Flocq-style formats (FIX / FLX / FLT)

We are not defining the executable IEEE-754 layer here.

What we do here is the same separation used by Flocq:

• Core.lean gives us mantissa/exponent arithmetic on ℝ plus bpow, mag, and cexp;
• this file defines format families via exponent-selection functions fexp : ℤ → ℤ.

Those fexps let us talk about “a fixed-point grid”, “an unbounded float grid”, or “a bounded, IEEE-like float grid with gradual underflow” without committing to a concrete bit encoding.

In particular:

• FIX_* models a fixed exponent (useful for quantization / fixed-point reasoning),
• FLX_* models an unbounded exponent float (a convenient intermediate model),
• FLT_* is the IEEE-like finite model (bounded exponent, gradual underflow).

If you want NaN/Inf/signed-zero and an executable kernel, that is NN/Floats/IEEEExec/. For TorchLean-specific “which precision do we use in each phase?” configuration helpers, see NN/Floats/NeuralFloat/Metadata.lean.

References:

• Flocq project: https://flocq.gitlabpages.inria.fr/flocq/
• S. Boldo, G. Melquiond, “Flocq: a unified Coq library for proving floating-point algorithms correct” (ARITH 2011), DOI: 10.1109/ARITH.2011.40
• IEEE Standard for Floating-Point Arithmetic (IEEE 754-2019)

def TorchLean.Floats.FIXExp (emin : ℤ) : ℤ → ℤ

FIX_exp emin is the simplest exponent-selection function: it always returns the same exponent.

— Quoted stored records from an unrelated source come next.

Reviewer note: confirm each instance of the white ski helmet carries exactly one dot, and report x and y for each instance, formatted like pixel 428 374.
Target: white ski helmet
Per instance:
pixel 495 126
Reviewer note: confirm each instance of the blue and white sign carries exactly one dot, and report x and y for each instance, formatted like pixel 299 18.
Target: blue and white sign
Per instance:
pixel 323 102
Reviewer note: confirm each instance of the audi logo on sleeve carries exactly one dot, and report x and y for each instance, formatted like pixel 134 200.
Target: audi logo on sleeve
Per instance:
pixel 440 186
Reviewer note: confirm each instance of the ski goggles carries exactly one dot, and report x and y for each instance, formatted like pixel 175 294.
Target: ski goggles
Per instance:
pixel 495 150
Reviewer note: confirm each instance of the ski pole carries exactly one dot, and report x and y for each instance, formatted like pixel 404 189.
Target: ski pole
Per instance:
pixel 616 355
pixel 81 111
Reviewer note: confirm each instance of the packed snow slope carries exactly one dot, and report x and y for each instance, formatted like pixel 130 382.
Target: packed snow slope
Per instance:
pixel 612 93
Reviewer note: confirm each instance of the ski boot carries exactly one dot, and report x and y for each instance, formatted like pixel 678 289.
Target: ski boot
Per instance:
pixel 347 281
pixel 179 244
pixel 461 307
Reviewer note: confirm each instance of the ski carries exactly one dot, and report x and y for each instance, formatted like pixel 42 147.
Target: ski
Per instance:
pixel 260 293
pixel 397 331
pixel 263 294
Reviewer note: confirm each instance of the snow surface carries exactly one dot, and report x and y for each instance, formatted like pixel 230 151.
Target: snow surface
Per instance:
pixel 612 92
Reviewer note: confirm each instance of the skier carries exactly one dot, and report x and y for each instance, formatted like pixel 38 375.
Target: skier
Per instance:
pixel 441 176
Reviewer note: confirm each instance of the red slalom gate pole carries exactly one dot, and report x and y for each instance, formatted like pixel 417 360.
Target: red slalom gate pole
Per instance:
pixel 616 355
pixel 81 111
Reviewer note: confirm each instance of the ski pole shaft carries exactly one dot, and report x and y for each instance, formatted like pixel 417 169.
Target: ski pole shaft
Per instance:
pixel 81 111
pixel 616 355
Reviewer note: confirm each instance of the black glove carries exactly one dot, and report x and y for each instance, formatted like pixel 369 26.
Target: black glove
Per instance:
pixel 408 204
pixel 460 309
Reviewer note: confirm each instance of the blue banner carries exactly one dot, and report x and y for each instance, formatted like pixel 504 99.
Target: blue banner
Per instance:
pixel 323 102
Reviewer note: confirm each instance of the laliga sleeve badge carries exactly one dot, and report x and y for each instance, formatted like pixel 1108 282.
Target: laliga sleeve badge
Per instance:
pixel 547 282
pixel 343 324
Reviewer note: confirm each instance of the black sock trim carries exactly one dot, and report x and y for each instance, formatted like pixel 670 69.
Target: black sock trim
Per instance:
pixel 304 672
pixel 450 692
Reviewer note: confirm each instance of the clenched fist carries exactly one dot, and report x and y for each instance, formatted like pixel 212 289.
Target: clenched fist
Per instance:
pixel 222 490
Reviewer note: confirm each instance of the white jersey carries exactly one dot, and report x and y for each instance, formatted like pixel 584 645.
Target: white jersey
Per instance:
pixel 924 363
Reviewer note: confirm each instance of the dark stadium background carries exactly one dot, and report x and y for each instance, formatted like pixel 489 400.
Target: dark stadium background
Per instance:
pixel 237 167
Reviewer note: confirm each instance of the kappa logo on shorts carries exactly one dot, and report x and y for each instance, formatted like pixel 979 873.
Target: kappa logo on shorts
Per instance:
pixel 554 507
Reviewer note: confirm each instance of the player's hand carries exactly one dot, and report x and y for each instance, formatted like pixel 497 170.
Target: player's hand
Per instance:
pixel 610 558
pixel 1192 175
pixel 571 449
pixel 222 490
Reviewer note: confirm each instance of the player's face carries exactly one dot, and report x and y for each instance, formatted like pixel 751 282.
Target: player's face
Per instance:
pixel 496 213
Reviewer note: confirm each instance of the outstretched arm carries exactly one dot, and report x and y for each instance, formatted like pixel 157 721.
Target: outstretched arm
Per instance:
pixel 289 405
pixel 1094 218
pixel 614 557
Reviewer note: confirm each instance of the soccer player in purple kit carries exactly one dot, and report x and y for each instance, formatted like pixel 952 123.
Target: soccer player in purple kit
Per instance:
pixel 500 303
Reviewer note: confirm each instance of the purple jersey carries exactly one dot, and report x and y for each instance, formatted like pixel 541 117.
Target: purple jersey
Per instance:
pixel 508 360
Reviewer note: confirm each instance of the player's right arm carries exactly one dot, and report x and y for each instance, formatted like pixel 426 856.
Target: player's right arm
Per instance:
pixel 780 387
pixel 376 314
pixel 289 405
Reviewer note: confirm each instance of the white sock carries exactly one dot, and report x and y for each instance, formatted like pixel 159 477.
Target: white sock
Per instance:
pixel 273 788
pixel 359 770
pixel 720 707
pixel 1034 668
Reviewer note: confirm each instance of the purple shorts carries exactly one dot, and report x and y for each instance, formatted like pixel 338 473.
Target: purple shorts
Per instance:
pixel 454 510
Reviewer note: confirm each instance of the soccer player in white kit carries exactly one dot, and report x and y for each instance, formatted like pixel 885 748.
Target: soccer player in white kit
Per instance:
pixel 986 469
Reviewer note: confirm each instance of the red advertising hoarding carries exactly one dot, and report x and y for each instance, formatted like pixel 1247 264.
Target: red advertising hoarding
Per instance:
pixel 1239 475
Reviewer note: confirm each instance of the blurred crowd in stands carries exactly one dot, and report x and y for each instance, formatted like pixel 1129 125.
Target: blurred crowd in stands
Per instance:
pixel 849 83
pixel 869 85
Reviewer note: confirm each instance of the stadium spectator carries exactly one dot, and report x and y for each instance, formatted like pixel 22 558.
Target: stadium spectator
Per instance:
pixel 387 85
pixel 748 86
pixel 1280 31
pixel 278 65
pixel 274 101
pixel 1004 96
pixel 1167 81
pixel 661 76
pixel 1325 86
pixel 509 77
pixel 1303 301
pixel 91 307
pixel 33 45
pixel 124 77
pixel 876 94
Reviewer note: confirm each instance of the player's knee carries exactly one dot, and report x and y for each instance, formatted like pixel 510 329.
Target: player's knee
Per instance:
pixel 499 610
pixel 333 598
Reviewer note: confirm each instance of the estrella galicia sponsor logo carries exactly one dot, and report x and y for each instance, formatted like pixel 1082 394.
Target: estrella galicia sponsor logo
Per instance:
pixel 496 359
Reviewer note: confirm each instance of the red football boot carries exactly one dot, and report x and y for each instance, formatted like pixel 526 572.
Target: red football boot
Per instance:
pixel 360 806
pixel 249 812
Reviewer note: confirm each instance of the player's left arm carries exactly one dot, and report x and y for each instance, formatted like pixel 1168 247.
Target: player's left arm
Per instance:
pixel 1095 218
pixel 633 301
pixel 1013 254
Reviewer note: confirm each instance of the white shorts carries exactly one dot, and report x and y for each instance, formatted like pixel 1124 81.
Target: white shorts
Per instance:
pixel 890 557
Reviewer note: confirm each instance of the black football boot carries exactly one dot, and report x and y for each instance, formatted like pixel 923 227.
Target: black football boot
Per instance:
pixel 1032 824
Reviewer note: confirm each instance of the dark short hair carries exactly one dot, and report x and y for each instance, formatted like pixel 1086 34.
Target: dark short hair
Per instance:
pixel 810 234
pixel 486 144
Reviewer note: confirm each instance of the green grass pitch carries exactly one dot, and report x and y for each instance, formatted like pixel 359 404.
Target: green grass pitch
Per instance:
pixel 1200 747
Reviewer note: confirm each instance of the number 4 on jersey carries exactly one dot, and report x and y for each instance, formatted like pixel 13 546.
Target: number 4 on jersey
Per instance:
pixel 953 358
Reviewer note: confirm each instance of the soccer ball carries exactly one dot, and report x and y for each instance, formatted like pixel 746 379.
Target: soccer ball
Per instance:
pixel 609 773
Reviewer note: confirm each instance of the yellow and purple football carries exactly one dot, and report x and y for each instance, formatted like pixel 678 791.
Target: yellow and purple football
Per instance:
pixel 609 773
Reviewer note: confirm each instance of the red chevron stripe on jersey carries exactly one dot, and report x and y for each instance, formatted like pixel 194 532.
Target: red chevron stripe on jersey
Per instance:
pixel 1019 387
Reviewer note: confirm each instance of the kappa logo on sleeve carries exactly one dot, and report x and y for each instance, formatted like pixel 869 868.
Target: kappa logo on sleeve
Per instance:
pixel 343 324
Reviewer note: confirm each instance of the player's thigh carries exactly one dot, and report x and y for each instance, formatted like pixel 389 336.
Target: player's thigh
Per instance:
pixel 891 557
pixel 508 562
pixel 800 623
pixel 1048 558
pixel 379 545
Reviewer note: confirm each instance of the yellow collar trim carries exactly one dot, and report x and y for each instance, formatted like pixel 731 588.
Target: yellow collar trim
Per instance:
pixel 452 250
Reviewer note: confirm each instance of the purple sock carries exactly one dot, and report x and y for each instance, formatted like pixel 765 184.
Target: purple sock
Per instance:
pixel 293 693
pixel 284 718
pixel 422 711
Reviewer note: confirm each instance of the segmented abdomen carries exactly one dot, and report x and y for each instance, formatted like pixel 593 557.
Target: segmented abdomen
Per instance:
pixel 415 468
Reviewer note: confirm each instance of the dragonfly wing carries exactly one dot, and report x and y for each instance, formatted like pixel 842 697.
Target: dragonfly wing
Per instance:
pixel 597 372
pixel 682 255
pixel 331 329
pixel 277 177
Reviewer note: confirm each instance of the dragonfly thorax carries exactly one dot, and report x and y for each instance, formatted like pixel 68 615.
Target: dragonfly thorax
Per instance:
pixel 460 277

This is the Flocq “FIX” family. It is useful when you want to reason about values living on a single, fixed grid β^emin * ℤ (think: fixed-point arithmetic / quantization).

instance TorchLean.Floats.fixValidExp (emin : ℤ) : NeuralValidExp (FIXExp emin)

FIX_exp satisfies the standard Flocq-style Valid_exp axioms (here: NeuralValidExp).

Even though the proof is trivial, having the instance is what lets later theorems reuse the same generic lemmas for FIX/FLX/FLT.

def TorchLean.Floats.FIXFormat {β : NeuralRadix} (emin : ℤ) (x : ℝ) : Prop

FIX_format emin x says “x is exactly representable on the fixed grid”.

This is phrased via an existential NeuralFloat β so that it composes smoothly with the rest of the rounding model (neural_to_real, ULP bounds, etc.).

def TorchLean.Floats.FLXExp (prec : ℤ) : ℤ → ℤ

FLX_exp prec is the unbounded-exponent family.

This is Flocq’s “FLX” family: it models a floating-point format with no exponent bounds but with a mantissa precision parameter prec. It is a convenient intermediate model for proofs because it removes underflow/overflow corner cases while still tracking mantissa rounding.

instance TorchLean.Floats.flxValidExp (prec : ℤ) (h : 0 < prec) : NeuralValidExp (FLXExp prec)

FLX_exp satisfies NeuralValidExp.

The side-condition 0 < prec matches the standard assumption that “precision is positive”.

def TorchLean.Floats.FLXFormat {β : NeuralRadix} (prec : ℤ) (x : ℝ) : Prop

Exact representability predicate for FLX.

Heuristically: there exists a mantissa/exponent pair with mantissa bounded by the precision, and x = m * β^e.

def TorchLean.Floats.FLTExp (emin prec : ℤ) : ℤ → ℤ

FLT_exp emin prec is the bounded-exponent family with gradual underflow.

This is Flocq’s “FLT” family: it is the closest match to the finite fragment of IEEE-754 floating-point (no NaNs/Inf), where the exponent is bounded below by emin and the effective precision is prec. Gradual underflow is captured by taking max (e - prec) emin.

instance TorchLean.Floats.fltValidExp (emin prec : ℤ) (h : 0 < prec) : NeuralValidExp (FLTExp emin prec)

FLT_exp satisfies NeuralValidExp.

This is where most format-bridge lemmas live when connecting proofs to float32-style bounds (e.g. via NN/Floats/FP32).

def TorchLean.Floats.FLTFormat {β : NeuralRadix} (emin prec : ℤ) (x : ℝ) : Prop

Exact representability predicate for FLT.

This version includes:

• a mantissa size bound (precision),
• and the lower exponent bound emin ≤ exponent (no values smaller than the min normal/subnormal scale, depending on the choice of emin and rounding).